By setting stricter gates in the upper part of the funnel, fewer sales opportunities make it to the middle stages. This approach significantly reduces the workload for Sales, Inside Sales, the Technology Department, and the Technical Center. When opportunities are seen as investments by the organization, it becomes easier for sales teams to implement this strategy daily and secure the necessary commitments from customers.  

The sales director acts as the gatekeeper, working with the team to define the criteria for each stage of the funnel, thereby guiding the conversion rate between stages.

If an opportunity fails to pass a gate, it means we will no longer invest in it. In practice, this often requires uncovering why we aren’t receiving the necessary commitment. The analysis frequently reveals that the customer is simply not at that stage in their decision-making process. In such cases, it indicates that the opportunity is not yet ready to move past the gate. 

Many sales directors view the hit rate as an indicator of market feedback on the product. While this is generally true for the overall hit rate across the entire funnel—from opportunity creation to win/loss/termination—the sales team’s approach heavily influences these outcomes. However, within the funnel, the hit rate can be actively managed by setting stricter gates between each stage. 

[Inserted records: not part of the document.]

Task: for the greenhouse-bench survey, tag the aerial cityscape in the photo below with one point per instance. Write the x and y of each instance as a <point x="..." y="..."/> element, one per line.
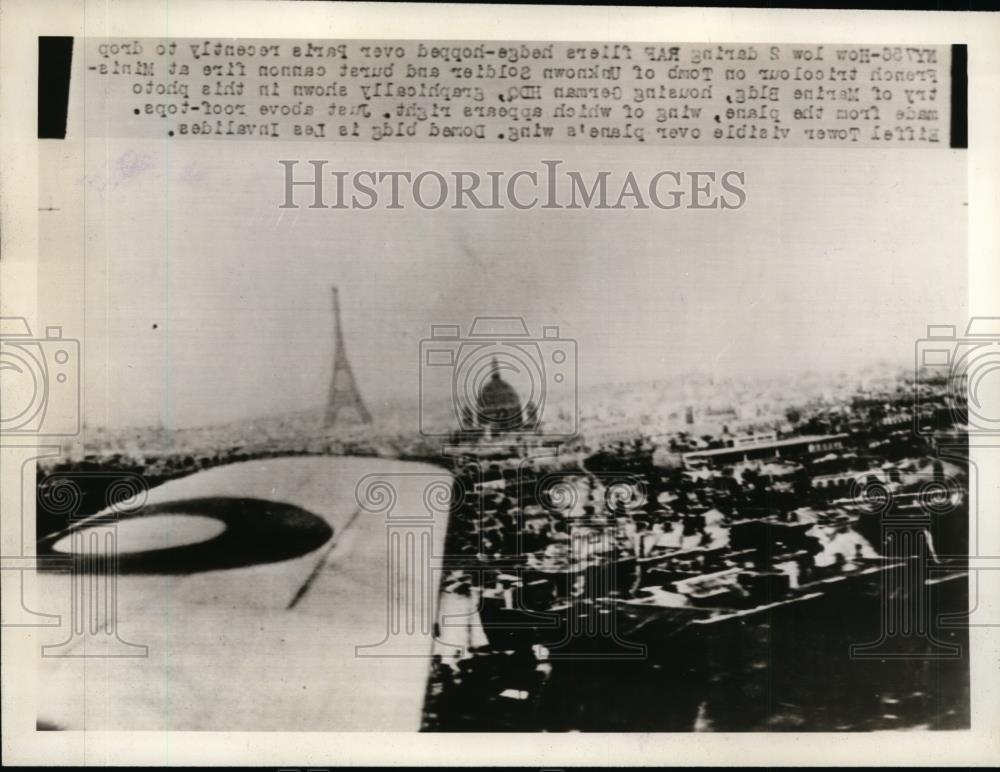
<point x="701" y="554"/>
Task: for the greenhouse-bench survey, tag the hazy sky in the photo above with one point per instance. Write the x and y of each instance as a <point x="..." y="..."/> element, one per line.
<point x="205" y="302"/>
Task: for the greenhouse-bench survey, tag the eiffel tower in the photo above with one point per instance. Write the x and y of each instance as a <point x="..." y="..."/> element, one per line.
<point x="344" y="392"/>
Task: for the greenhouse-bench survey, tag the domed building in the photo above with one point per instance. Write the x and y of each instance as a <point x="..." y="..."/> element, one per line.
<point x="499" y="407"/>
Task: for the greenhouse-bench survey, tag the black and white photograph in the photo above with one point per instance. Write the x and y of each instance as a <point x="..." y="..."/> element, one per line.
<point x="450" y="382"/>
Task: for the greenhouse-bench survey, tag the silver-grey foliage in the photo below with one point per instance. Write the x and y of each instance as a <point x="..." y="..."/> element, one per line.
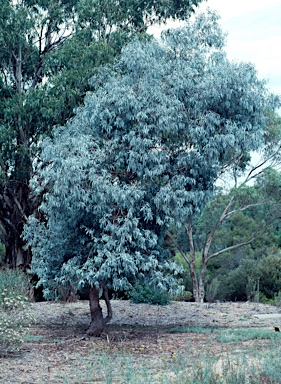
<point x="142" y="154"/>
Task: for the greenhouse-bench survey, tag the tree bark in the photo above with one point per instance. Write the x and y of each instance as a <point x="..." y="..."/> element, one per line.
<point x="192" y="265"/>
<point x="15" y="207"/>
<point x="98" y="322"/>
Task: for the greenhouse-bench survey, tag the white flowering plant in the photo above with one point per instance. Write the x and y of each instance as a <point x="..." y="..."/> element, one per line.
<point x="15" y="316"/>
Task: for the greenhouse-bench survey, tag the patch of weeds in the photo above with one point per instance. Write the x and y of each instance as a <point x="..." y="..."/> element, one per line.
<point x="28" y="338"/>
<point x="239" y="335"/>
<point x="15" y="317"/>
<point x="200" y="330"/>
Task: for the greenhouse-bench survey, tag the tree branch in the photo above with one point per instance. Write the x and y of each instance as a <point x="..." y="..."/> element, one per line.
<point x="231" y="248"/>
<point x="178" y="247"/>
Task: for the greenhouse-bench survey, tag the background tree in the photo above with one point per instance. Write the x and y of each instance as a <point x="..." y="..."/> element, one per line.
<point x="48" y="52"/>
<point x="142" y="154"/>
<point x="236" y="230"/>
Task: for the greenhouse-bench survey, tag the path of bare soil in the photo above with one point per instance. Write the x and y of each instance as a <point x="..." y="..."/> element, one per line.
<point x="56" y="347"/>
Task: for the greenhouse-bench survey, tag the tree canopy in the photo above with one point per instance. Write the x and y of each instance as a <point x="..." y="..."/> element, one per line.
<point x="48" y="52"/>
<point x="143" y="153"/>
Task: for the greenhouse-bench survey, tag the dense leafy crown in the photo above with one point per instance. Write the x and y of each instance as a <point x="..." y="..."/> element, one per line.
<point x="142" y="154"/>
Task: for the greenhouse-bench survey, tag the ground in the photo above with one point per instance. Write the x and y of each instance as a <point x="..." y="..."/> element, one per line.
<point x="58" y="351"/>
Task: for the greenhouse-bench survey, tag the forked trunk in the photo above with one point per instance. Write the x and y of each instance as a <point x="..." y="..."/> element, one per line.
<point x="98" y="322"/>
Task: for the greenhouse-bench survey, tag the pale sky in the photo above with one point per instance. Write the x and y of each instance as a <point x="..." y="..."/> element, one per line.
<point x="254" y="34"/>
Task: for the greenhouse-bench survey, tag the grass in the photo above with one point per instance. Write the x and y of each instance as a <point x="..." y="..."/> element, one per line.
<point x="111" y="368"/>
<point x="240" y="335"/>
<point x="200" y="330"/>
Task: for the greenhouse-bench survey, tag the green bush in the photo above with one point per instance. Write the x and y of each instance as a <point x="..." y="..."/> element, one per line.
<point x="183" y="296"/>
<point x="149" y="295"/>
<point x="15" y="317"/>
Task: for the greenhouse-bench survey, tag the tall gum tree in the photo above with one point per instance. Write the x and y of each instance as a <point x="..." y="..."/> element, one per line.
<point x="142" y="154"/>
<point x="48" y="52"/>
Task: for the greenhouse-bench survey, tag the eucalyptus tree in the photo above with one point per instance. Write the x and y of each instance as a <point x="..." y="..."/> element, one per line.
<point x="48" y="52"/>
<point x="142" y="154"/>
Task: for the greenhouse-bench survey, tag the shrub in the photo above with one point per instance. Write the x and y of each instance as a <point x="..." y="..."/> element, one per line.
<point x="15" y="317"/>
<point x="183" y="296"/>
<point x="149" y="295"/>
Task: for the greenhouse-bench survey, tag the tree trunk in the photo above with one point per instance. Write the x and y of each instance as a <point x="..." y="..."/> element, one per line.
<point x="98" y="322"/>
<point x="192" y="266"/>
<point x="15" y="207"/>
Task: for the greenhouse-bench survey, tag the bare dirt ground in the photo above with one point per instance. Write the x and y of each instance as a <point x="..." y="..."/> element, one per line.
<point x="56" y="347"/>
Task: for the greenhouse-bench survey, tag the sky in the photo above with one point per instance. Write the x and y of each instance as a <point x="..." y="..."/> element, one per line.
<point x="254" y="34"/>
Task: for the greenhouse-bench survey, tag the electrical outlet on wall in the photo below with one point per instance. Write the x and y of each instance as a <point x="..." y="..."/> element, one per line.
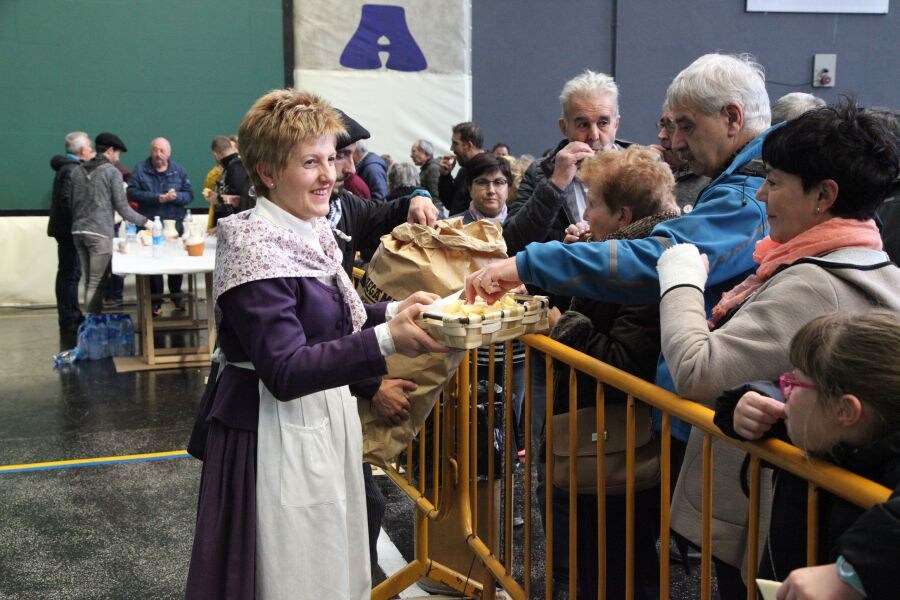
<point x="824" y="70"/>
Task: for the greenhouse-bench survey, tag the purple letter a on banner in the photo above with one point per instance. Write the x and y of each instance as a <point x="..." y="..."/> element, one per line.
<point x="379" y="21"/>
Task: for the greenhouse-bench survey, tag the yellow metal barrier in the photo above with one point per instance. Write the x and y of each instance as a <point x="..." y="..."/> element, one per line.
<point x="455" y="448"/>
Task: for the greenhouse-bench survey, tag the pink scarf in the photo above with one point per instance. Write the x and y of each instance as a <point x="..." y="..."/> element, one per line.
<point x="833" y="234"/>
<point x="253" y="249"/>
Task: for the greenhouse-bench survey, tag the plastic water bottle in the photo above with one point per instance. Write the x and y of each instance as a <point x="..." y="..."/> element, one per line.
<point x="131" y="243"/>
<point x="157" y="237"/>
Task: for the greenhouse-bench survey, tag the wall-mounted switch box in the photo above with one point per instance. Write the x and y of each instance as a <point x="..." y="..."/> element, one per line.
<point x="824" y="70"/>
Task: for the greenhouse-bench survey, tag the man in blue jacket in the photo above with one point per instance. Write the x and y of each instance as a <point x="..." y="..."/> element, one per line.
<point x="721" y="110"/>
<point x="161" y="186"/>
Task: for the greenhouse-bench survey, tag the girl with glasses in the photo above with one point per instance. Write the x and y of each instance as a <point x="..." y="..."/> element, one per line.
<point x="841" y="404"/>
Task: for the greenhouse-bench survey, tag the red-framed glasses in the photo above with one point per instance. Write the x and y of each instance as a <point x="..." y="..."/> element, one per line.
<point x="788" y="381"/>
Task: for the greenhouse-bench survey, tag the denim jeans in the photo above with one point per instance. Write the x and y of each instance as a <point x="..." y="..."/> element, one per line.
<point x="95" y="253"/>
<point x="68" y="275"/>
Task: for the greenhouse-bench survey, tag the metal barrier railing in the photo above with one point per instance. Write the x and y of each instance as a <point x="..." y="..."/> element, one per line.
<point x="455" y="447"/>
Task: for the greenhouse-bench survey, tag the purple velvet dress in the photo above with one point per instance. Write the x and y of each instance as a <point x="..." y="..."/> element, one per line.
<point x="297" y="332"/>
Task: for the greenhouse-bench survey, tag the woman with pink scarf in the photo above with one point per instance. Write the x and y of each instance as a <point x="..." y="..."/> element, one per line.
<point x="827" y="172"/>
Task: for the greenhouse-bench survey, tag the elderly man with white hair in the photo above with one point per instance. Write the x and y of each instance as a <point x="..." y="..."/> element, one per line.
<point x="422" y="155"/>
<point x="721" y="110"/>
<point x="550" y="194"/>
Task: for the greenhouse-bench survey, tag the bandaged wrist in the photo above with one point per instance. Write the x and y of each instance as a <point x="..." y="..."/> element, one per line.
<point x="681" y="265"/>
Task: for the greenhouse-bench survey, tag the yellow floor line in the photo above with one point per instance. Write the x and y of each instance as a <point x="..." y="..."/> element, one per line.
<point x="99" y="459"/>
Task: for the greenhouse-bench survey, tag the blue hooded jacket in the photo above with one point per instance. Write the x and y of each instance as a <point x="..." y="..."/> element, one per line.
<point x="725" y="224"/>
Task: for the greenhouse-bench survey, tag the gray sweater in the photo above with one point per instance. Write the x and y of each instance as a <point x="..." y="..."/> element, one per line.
<point x="98" y="192"/>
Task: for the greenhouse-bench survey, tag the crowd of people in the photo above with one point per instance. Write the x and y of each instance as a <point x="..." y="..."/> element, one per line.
<point x="746" y="247"/>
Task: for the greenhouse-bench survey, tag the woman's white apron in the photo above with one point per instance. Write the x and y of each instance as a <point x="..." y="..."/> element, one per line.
<point x="311" y="531"/>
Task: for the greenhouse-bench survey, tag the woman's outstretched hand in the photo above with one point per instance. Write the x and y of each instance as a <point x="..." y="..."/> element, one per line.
<point x="410" y="339"/>
<point x="417" y="298"/>
<point x="493" y="281"/>
<point x="755" y="414"/>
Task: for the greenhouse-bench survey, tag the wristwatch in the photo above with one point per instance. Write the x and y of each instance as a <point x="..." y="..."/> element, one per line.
<point x="848" y="575"/>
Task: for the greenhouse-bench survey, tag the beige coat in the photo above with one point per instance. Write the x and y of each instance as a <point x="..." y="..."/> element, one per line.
<point x="753" y="345"/>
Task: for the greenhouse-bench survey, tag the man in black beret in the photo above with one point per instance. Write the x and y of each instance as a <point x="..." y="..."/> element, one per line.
<point x="111" y="146"/>
<point x="358" y="224"/>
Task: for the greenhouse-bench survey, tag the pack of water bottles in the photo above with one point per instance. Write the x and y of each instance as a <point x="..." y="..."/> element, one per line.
<point x="101" y="336"/>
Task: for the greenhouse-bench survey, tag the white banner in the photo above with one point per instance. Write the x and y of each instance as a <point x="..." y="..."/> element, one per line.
<point x="401" y="69"/>
<point x="819" y="6"/>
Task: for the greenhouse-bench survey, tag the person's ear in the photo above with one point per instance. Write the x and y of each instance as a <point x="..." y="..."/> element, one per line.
<point x="828" y="191"/>
<point x="734" y="116"/>
<point x="850" y="410"/>
<point x="265" y="175"/>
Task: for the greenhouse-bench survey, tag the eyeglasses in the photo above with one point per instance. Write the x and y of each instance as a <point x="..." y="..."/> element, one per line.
<point x="788" y="381"/>
<point x="666" y="124"/>
<point x="485" y="183"/>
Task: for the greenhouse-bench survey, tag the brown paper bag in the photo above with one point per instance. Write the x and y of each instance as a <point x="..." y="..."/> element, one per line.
<point x="409" y="259"/>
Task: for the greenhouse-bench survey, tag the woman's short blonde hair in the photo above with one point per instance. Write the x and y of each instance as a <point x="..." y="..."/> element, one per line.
<point x="277" y="123"/>
<point x="634" y="177"/>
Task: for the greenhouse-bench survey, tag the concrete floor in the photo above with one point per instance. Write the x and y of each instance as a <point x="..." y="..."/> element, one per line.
<point x="121" y="530"/>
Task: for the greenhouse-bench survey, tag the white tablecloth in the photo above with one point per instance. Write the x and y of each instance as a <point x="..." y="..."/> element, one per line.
<point x="171" y="263"/>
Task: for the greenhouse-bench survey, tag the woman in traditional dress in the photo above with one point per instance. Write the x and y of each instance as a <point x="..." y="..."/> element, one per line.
<point x="281" y="512"/>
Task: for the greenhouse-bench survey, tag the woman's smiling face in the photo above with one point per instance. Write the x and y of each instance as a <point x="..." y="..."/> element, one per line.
<point x="790" y="210"/>
<point x="303" y="187"/>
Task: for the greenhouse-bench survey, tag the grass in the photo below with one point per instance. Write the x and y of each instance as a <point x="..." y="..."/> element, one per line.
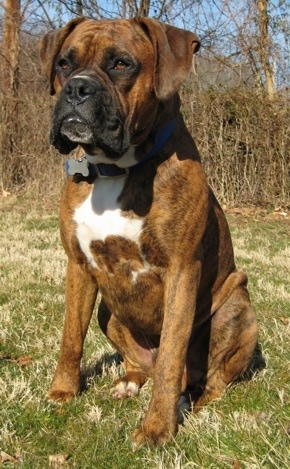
<point x="248" y="428"/>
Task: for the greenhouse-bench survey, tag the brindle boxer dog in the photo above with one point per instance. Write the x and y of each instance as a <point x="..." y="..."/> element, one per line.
<point x="139" y="222"/>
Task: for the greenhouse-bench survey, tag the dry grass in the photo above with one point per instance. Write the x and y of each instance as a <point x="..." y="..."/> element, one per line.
<point x="249" y="428"/>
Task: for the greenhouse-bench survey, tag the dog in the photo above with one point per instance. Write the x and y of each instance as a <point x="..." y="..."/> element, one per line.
<point x="139" y="222"/>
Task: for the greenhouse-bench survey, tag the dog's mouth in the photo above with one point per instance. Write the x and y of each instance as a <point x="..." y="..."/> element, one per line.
<point x="76" y="130"/>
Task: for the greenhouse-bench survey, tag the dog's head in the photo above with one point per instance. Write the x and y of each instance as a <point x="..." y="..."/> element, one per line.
<point x="110" y="77"/>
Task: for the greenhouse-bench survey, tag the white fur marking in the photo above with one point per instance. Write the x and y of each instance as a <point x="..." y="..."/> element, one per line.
<point x="100" y="216"/>
<point x="126" y="161"/>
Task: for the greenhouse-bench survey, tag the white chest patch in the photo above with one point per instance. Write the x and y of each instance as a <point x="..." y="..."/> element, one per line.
<point x="100" y="216"/>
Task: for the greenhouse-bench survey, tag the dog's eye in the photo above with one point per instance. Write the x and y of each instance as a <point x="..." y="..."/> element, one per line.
<point x="120" y="65"/>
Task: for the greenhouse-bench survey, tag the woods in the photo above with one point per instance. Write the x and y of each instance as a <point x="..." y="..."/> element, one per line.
<point x="236" y="101"/>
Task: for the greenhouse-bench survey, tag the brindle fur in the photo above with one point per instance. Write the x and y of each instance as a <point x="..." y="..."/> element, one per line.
<point x="187" y="322"/>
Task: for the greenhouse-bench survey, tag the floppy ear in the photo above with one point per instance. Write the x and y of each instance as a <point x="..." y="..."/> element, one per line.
<point x="50" y="46"/>
<point x="174" y="49"/>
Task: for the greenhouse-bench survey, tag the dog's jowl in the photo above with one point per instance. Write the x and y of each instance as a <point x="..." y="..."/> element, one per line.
<point x="139" y="222"/>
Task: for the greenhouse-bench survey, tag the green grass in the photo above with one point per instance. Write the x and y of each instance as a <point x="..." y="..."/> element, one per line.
<point x="248" y="428"/>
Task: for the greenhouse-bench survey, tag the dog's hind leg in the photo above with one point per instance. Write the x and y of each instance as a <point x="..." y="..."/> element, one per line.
<point x="136" y="349"/>
<point x="230" y="339"/>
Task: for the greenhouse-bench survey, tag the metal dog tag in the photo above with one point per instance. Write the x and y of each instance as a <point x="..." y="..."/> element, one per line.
<point x="80" y="166"/>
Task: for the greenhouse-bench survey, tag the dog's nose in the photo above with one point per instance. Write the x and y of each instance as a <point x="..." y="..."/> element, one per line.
<point x="78" y="90"/>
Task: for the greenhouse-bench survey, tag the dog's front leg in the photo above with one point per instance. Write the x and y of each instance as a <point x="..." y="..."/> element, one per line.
<point x="81" y="292"/>
<point x="160" y="421"/>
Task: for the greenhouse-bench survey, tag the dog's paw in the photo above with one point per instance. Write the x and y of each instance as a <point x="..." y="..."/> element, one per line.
<point x="124" y="389"/>
<point x="146" y="435"/>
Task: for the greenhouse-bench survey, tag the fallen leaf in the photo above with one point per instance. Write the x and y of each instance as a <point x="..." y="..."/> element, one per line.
<point x="5" y="193"/>
<point x="58" y="460"/>
<point x="22" y="361"/>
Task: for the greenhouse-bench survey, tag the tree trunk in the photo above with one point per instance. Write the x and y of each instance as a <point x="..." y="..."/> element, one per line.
<point x="144" y="7"/>
<point x="10" y="91"/>
<point x="263" y="24"/>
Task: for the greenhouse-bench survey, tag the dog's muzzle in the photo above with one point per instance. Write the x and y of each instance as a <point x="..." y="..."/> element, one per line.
<point x="88" y="114"/>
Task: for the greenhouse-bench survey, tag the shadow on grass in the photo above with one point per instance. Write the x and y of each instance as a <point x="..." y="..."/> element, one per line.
<point x="100" y="368"/>
<point x="257" y="364"/>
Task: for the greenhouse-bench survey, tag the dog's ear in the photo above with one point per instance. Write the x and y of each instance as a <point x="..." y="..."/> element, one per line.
<point x="50" y="46"/>
<point x="174" y="49"/>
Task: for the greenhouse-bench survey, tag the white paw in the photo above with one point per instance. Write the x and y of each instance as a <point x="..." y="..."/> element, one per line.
<point x="125" y="389"/>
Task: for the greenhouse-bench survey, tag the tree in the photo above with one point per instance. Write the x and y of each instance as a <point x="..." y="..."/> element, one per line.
<point x="264" y="45"/>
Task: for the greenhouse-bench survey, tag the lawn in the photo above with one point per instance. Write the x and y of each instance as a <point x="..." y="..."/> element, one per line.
<point x="248" y="428"/>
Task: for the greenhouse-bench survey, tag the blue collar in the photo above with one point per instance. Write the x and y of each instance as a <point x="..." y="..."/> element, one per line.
<point x="83" y="168"/>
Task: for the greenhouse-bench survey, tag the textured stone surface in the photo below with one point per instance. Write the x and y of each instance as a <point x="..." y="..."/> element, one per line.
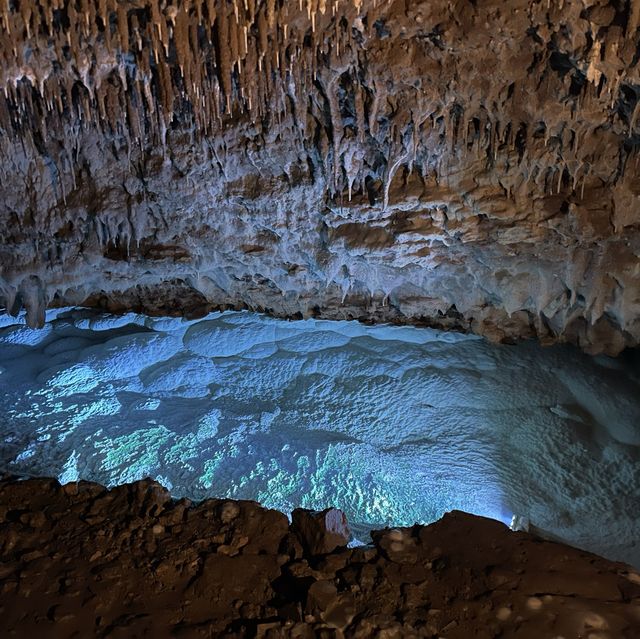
<point x="468" y="164"/>
<point x="80" y="560"/>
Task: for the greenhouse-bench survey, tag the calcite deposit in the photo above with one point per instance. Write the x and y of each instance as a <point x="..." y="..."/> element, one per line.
<point x="456" y="163"/>
<point x="82" y="561"/>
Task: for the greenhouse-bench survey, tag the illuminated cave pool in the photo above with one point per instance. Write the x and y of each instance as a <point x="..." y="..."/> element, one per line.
<point x="394" y="425"/>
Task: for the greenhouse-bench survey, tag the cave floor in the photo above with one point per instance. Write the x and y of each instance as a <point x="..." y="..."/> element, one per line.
<point x="394" y="425"/>
<point x="80" y="560"/>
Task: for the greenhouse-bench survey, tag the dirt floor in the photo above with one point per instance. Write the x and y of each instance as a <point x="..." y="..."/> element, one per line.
<point x="82" y="561"/>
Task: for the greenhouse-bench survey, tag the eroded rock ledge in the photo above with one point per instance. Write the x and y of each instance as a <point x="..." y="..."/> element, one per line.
<point x="466" y="163"/>
<point x="82" y="560"/>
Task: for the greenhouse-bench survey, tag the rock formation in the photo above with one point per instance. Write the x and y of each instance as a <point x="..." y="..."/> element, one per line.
<point x="80" y="560"/>
<point x="460" y="163"/>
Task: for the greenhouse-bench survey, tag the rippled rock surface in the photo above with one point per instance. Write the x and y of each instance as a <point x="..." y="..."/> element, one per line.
<point x="394" y="425"/>
<point x="131" y="562"/>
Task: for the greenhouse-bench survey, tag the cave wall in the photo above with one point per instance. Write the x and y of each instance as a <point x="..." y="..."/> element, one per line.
<point x="457" y="163"/>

Raising the quality of sales opportunities leads to a clearer focus on the most promising leads and reduces the overall effort required from the entire organization.

Why so important 

Fewer sales opportunities provides the sales team with more time to proactively generate new leads. Many sales teams operate in a cycle: when the funnel is full, they have little time to seek new opportunities. Once the funnel empties, they scramble to generate as many new leads as possible under pressure. By regulating the funnel and maintaining a “healthy funnel structure,” the team can consistently dedicate time to generating new sales opportunities, avoiding peaks and valleys. 

Benefits
  • Easy overview of hot opportunities due to fewer opportunities in the lower stages 
  • Significantly fewer internal resources / investments required in sales opportunities for the same result  
  • More time for opportunity generation (e.g. in collaboration with representatives/agents) 
  • Better, more reliable forecast (e.g. from quota 67% hit rate in scenario B compared to 15% in scenario A) 
Conundrum

What makes this use case so challenging is the question: “Are we willing to enforce strict gates in the upper funnel stages and require strong commitments from customers early in the sales process?”

Action steps 
  • Define the sales process and the respective sales actions in the various stages of the sales process 
  • Define a “weak gate” and, in comparison, a “strong gate” for the stage between “Identify” and “Qualify” and analyze the result: How many sales opportunities would have progressed? How specific would they have been? 
  • Define all gates for all stages 
  • Analyze the opportunities on a weekly basis and checks whether they are all sorted correctly 
  • After 6 months: Review the stage gates and work in best practices 
Our take-aways
  • Strong commitments in the upper part of the funnel are, for example “access to the decision maker to better understand the business case”, “a joint on-site meeting to better understand the technical application“ or ”access to information on the manufacturing process where the machine will be positioned” 
  • Customer commitment in return for an expensive investment: We have learned that the funnel is lived consistently when sales directors perceive the gates as a condition for the organization to invest in a sales opportunity (e.g. trial, technical concept, …).  
  • The higher the deal size and the longer the cycle time of an opportunity, the more stages make sense. In reality, we work with the funnel described above up to a deal size of €10-15 million and a cycle time of 12-18 months.  
  • Sales managers find it particularly difficult to ask for customer commitments. This is where coaching from the sales director / sparring from other sales managers is helpful and necessary. After initial trial and error with sales opportunities, there is often an “aha” moment when it becomes clear that it is perfectly acceptable to expect something in return from the customer for our investment in the sales opportunity.
  • Stage gates may need to be adjusted for different cultures. For example, in China, they can be defined and requested in a more indirect manner.